Color Superfluidity and "Baryon" Formation in Ultracold Fermions
Akos Rapp, Gergely Zarand, Carsten Honerkamp, Walter Hofstetter

TL;DR
This paper explores phase transitions in ultracold fermionic atoms with three internal states, revealing color superfluidity and baryon-like trion formation, providing insights into quantum field theory analogies.
Contribution
It introduces a variational approach to identify superfluid and trion phases in three-color fermionic systems, highlighting their analogy to QCD phenomena.
Findings
Color superfluid state emerges for small attractive interactions.
Triplet fermions ('trions') form at stronger interactions.

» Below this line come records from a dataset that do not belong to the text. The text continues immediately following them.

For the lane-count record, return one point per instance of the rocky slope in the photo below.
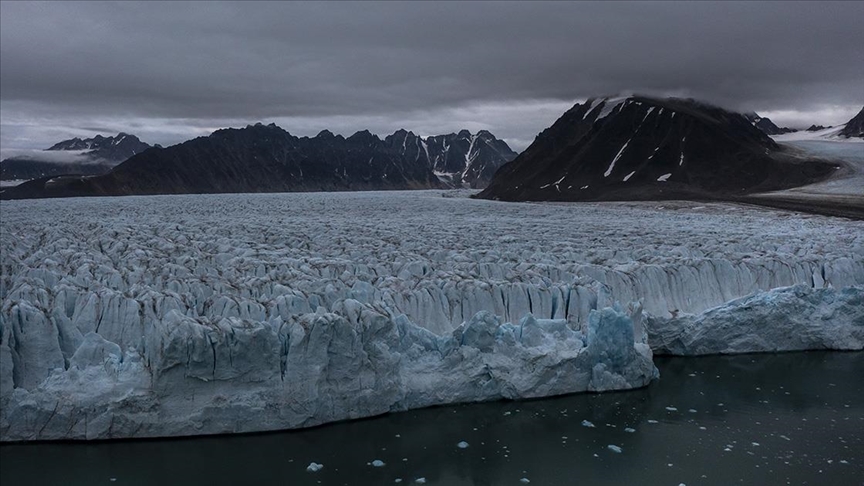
(466, 159)
(766, 125)
(175, 315)
(855, 126)
(266, 158)
(639, 148)
(91, 156)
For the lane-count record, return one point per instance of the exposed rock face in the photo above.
(644, 148)
(97, 156)
(265, 158)
(816, 128)
(170, 315)
(458, 159)
(766, 125)
(467, 159)
(855, 126)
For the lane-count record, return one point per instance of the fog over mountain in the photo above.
(184, 70)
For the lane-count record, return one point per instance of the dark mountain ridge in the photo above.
(266, 158)
(639, 147)
(766, 125)
(855, 126)
(99, 155)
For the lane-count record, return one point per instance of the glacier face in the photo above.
(175, 315)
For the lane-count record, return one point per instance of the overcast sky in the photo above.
(171, 71)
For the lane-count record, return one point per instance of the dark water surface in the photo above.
(757, 419)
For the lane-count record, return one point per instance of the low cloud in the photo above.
(181, 70)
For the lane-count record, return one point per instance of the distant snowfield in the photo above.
(849, 183)
(184, 315)
(832, 134)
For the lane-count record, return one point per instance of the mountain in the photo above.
(90, 156)
(855, 126)
(766, 125)
(266, 158)
(457, 159)
(816, 128)
(463, 158)
(644, 148)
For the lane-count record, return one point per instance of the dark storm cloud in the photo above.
(80, 64)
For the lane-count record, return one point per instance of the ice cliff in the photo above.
(179, 315)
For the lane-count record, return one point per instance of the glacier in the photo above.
(185, 315)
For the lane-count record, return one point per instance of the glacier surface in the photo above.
(183, 315)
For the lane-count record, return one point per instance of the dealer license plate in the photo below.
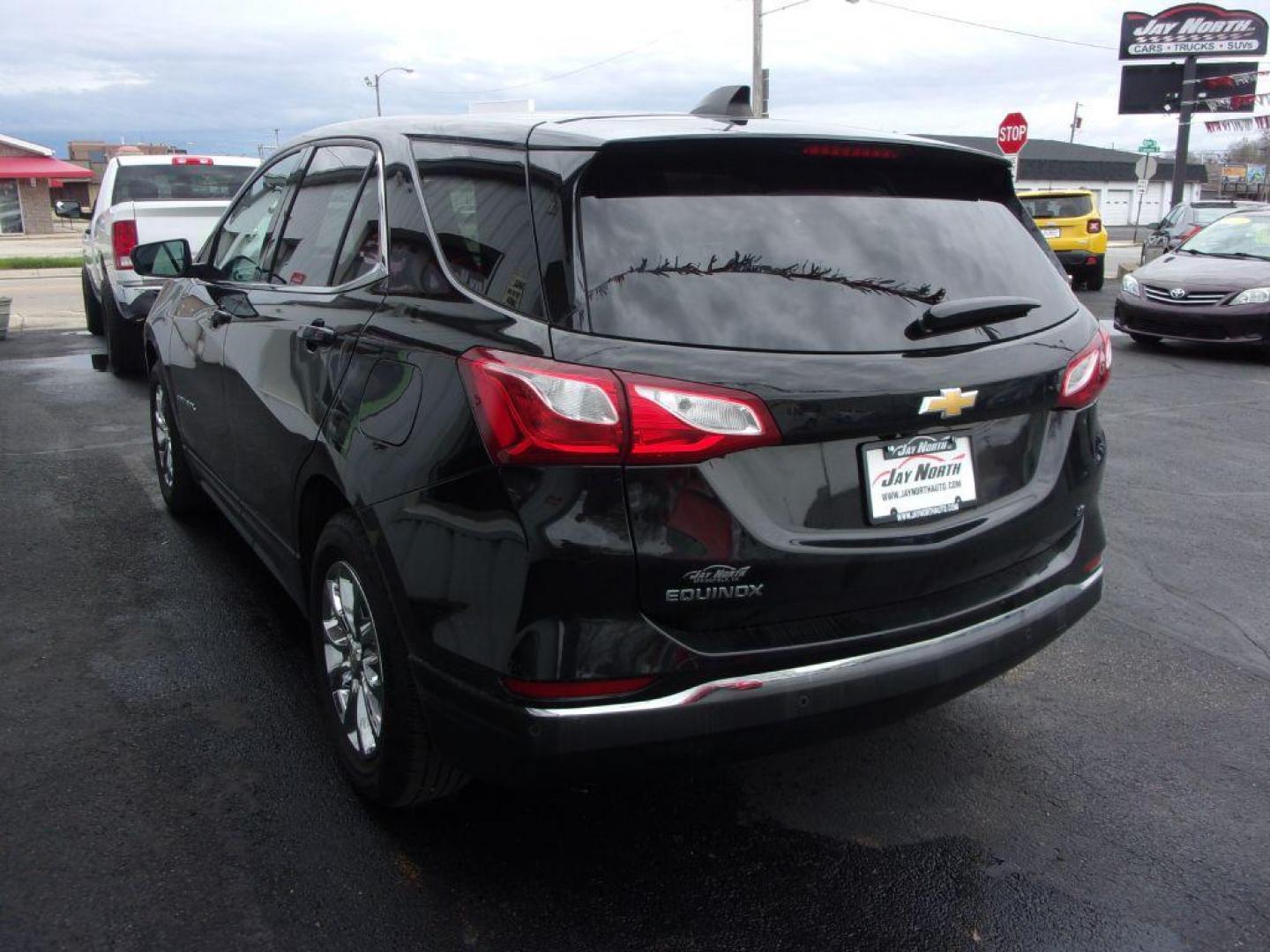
(918, 478)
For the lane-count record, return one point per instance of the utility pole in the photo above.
(756, 84)
(758, 98)
(1184, 130)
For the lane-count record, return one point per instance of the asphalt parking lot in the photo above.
(165, 782)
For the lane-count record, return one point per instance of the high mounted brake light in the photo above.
(537, 412)
(1087, 374)
(850, 152)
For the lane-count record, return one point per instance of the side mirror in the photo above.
(161, 259)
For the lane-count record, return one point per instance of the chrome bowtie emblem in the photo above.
(950, 403)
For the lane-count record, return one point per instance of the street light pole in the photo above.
(758, 84)
(375, 83)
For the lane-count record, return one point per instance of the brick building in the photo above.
(26, 172)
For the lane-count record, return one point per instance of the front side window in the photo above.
(319, 217)
(243, 244)
(481, 212)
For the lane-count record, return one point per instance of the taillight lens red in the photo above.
(539, 412)
(1087, 374)
(123, 239)
(573, 689)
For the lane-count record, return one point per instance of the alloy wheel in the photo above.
(351, 649)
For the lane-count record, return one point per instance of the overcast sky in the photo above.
(220, 77)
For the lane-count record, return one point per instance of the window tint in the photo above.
(791, 247)
(315, 224)
(360, 250)
(178, 183)
(243, 242)
(1058, 206)
(481, 211)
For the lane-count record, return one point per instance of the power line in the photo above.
(989, 26)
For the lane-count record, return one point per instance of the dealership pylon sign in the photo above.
(1192, 29)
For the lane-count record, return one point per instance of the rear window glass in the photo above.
(1206, 216)
(766, 248)
(178, 183)
(1058, 206)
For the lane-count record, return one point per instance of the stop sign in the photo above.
(1012, 133)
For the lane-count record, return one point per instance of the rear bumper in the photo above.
(1217, 324)
(1080, 259)
(511, 741)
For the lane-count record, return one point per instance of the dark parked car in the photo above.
(1215, 287)
(579, 439)
(1185, 219)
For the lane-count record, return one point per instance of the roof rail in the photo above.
(725, 103)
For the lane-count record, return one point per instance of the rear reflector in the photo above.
(123, 239)
(1087, 374)
(848, 152)
(539, 412)
(571, 689)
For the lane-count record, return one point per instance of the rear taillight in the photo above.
(1087, 374)
(574, 689)
(123, 239)
(539, 412)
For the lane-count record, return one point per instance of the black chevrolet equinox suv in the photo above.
(582, 439)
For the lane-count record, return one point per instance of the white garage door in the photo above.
(1117, 206)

Transition between phases is second order.
Abstract
We study fermionic atoms of three different internal quantum states (colors) in an optical lattice, which are interacting through attractive on site interactions, U<0. Using a variational calculation for equal color densities and small couplings, |U| < |U_C|, a color superfluid state emerges with a tendency to domain formation. For |U| > |U_C|, triplets of atoms with different colors form singlet fermions (trions). These phases are the analogies of the color superconducting and baryonic phases in QCD. In ultracold fermions, this transition is found to be of second order. Our results demonstrate that quantum simulations with ultracold gases may shed light on outstanding problems in quantum field theory.